Effects of oxidized low- and high-density lipoproteins on gene expression of human macrophages.

OBJECTIVE: Oxidized low-density lipoprotein (ox-LDL) is a major factor in foam cell formation, whereas the role of oxidized high-density lipoprotein (ox-HDL) in this process is not known. The objective of the present study was to examine the effects of ox-LDL and ox-HDL on the gene expression of cultured human macrophages. MATERIAL AND METHODS: Gene expression of human macrophages was studied after incubation for 1 day and 3 days with native and oxidized LDL and HDL using cDNA expression array.
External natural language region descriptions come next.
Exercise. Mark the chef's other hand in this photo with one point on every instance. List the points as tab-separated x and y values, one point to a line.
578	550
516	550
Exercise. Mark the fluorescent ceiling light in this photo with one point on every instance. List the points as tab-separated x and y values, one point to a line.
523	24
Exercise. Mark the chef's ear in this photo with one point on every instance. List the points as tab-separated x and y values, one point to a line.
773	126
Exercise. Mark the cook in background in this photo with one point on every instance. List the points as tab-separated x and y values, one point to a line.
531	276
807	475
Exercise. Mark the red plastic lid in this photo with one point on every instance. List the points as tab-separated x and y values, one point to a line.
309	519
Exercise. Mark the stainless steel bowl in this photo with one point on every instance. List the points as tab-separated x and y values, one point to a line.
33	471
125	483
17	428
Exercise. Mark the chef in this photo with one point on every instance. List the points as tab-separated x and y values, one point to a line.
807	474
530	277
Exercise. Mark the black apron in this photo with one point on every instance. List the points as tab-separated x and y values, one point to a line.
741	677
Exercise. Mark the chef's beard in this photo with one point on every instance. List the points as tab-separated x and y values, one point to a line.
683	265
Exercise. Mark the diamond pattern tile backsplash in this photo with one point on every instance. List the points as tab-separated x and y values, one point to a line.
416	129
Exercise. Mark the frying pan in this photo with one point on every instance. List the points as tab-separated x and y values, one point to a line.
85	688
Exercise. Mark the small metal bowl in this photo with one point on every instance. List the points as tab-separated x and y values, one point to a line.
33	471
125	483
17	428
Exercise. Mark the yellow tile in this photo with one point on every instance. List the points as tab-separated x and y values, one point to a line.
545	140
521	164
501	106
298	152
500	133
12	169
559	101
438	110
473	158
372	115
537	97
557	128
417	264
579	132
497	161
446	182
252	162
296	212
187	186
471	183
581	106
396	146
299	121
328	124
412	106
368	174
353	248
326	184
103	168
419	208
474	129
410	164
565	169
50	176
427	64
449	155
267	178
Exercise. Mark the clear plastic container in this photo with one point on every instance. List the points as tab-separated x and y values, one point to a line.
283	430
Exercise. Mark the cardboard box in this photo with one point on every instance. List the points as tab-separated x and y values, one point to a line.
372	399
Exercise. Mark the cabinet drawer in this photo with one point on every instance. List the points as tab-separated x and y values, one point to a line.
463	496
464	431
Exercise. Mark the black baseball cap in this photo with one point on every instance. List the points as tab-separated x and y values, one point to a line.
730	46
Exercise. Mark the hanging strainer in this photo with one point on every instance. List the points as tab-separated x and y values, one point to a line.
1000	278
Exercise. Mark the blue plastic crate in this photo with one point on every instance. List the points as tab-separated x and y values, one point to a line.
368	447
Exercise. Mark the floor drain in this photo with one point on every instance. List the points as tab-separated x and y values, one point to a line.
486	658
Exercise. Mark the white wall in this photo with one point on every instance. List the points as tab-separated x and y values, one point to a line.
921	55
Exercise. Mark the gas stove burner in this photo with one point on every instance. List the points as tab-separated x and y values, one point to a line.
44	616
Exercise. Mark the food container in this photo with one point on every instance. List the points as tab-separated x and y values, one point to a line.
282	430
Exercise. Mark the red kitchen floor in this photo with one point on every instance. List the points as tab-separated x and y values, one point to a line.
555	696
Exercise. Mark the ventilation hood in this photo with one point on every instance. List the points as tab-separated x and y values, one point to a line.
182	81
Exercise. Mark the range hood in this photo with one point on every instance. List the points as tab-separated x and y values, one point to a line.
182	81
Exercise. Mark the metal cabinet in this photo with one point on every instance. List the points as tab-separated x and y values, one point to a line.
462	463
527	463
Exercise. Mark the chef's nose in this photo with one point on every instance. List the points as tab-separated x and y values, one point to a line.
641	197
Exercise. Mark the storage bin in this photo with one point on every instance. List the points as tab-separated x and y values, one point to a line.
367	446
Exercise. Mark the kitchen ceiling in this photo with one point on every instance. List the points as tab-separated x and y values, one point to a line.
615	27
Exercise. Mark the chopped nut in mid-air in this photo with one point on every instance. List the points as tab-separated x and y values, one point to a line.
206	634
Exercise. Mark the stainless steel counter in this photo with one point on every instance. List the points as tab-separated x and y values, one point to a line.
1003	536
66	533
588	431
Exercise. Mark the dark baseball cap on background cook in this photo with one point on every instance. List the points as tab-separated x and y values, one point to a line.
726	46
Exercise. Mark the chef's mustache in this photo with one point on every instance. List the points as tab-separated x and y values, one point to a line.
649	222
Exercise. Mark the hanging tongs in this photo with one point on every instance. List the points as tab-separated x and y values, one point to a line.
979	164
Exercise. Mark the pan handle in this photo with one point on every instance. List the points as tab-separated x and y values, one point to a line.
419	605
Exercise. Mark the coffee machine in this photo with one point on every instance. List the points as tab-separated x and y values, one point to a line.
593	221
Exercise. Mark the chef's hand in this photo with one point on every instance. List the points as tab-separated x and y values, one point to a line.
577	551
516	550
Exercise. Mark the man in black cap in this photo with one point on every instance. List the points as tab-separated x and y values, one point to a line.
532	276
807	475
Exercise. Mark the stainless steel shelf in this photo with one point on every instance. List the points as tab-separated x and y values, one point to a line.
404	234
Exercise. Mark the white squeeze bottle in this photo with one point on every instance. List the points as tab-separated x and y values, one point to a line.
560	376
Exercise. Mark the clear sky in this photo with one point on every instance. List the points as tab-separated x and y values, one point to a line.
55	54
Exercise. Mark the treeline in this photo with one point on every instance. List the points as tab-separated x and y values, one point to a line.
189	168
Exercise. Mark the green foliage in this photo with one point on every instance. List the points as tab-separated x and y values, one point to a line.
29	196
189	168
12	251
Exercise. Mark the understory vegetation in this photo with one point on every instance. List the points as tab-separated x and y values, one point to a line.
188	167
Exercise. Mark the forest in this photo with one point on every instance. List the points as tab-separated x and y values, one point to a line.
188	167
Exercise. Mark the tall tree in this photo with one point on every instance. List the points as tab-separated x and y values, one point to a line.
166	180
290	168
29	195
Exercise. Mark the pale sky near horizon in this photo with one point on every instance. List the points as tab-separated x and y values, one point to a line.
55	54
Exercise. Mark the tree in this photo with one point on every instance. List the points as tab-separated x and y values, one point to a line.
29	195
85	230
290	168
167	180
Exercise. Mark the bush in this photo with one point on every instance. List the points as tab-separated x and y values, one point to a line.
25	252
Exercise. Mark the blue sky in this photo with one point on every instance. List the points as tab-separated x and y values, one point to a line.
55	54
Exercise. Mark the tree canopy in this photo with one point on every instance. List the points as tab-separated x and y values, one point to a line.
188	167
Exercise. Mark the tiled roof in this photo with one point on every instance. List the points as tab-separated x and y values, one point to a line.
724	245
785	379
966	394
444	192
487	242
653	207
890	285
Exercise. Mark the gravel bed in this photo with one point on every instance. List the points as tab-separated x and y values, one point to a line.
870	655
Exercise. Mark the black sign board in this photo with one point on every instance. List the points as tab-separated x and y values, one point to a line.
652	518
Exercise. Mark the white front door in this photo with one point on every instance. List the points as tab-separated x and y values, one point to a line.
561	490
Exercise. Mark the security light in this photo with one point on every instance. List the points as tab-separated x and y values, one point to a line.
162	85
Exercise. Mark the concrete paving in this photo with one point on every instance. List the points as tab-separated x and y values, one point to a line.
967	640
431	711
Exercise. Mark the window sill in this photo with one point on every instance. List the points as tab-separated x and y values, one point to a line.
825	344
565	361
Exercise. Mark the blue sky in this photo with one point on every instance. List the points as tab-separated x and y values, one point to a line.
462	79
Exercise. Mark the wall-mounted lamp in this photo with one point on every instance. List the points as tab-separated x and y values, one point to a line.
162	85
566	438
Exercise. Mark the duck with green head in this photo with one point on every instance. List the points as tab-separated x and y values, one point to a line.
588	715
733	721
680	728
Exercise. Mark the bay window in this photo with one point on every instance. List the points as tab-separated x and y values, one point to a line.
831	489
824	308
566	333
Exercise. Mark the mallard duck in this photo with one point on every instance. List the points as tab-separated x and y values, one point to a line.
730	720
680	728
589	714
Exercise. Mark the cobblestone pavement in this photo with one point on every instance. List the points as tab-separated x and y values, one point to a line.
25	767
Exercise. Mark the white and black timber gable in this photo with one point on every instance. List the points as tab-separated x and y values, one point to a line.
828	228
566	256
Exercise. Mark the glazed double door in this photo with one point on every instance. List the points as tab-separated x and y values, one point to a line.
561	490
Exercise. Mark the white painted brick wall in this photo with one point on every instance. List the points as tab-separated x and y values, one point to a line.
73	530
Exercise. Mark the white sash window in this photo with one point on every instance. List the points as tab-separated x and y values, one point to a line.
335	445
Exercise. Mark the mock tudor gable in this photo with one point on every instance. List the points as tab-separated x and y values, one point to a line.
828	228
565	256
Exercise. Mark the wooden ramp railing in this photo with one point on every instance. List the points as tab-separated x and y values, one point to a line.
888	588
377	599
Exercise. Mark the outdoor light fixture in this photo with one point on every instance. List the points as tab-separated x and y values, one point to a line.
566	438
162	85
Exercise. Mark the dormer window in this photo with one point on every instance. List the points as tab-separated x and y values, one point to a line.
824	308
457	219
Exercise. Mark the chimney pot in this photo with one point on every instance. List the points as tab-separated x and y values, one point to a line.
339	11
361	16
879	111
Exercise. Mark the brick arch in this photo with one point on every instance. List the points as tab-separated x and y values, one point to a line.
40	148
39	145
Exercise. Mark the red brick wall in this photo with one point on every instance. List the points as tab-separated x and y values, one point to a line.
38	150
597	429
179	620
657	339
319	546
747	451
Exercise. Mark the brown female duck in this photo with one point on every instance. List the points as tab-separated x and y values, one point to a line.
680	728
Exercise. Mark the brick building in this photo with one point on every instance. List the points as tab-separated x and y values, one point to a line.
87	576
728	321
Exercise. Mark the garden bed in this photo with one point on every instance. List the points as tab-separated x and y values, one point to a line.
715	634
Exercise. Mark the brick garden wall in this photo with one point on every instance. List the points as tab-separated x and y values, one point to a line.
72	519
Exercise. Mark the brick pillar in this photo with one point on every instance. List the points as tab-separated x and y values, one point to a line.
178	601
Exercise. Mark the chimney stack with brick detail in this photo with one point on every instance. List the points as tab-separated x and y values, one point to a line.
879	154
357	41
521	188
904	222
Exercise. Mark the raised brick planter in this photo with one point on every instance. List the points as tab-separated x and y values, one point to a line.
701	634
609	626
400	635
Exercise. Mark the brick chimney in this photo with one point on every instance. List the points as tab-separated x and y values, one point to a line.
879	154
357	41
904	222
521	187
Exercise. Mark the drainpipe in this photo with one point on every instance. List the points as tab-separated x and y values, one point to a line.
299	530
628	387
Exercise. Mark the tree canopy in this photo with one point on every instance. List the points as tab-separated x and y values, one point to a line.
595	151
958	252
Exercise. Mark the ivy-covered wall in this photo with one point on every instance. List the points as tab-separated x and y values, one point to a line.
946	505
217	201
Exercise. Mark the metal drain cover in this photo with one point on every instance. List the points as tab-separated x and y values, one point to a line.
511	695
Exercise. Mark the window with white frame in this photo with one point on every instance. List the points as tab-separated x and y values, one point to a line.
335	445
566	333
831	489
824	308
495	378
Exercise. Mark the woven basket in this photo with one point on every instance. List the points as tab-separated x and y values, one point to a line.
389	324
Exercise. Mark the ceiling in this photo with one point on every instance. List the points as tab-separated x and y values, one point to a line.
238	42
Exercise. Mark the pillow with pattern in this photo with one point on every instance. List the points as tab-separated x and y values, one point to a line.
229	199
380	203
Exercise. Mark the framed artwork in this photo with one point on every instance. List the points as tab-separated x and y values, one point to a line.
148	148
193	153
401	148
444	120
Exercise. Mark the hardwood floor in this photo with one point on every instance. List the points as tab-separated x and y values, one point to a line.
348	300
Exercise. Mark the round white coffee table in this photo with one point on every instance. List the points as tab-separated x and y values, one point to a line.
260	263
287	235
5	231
Expression of granulocyte-macrophage colony-stimulating factor 1, which was constantly up-regulated by ox-LDL and down-regulated by ox-HDL after 1- and 3 days of incubation in cDNA microarray experiments, was verified by quantitative reverse transcriptase-polymerase chain reaction (RT-PCR). RESULTS: Genes that showed altered expression were divided into six groups; 1) lipid metabolism, 2) inflammation, growth and hemostasis, 3) matrix metalloproteinases and tissue inhibitors of matrix metalloproteinases, 4) enzymes, 5) structural and binding proteins and 6) annexins. CONCLUSIONS: The microarray method was found to be applicable in analyzing changes in gene expression induced by oxidized lipoproteins in cultured human macrophages. Our results reflect different functional roles of ox-LDL and ox-HDL in foam cell formation.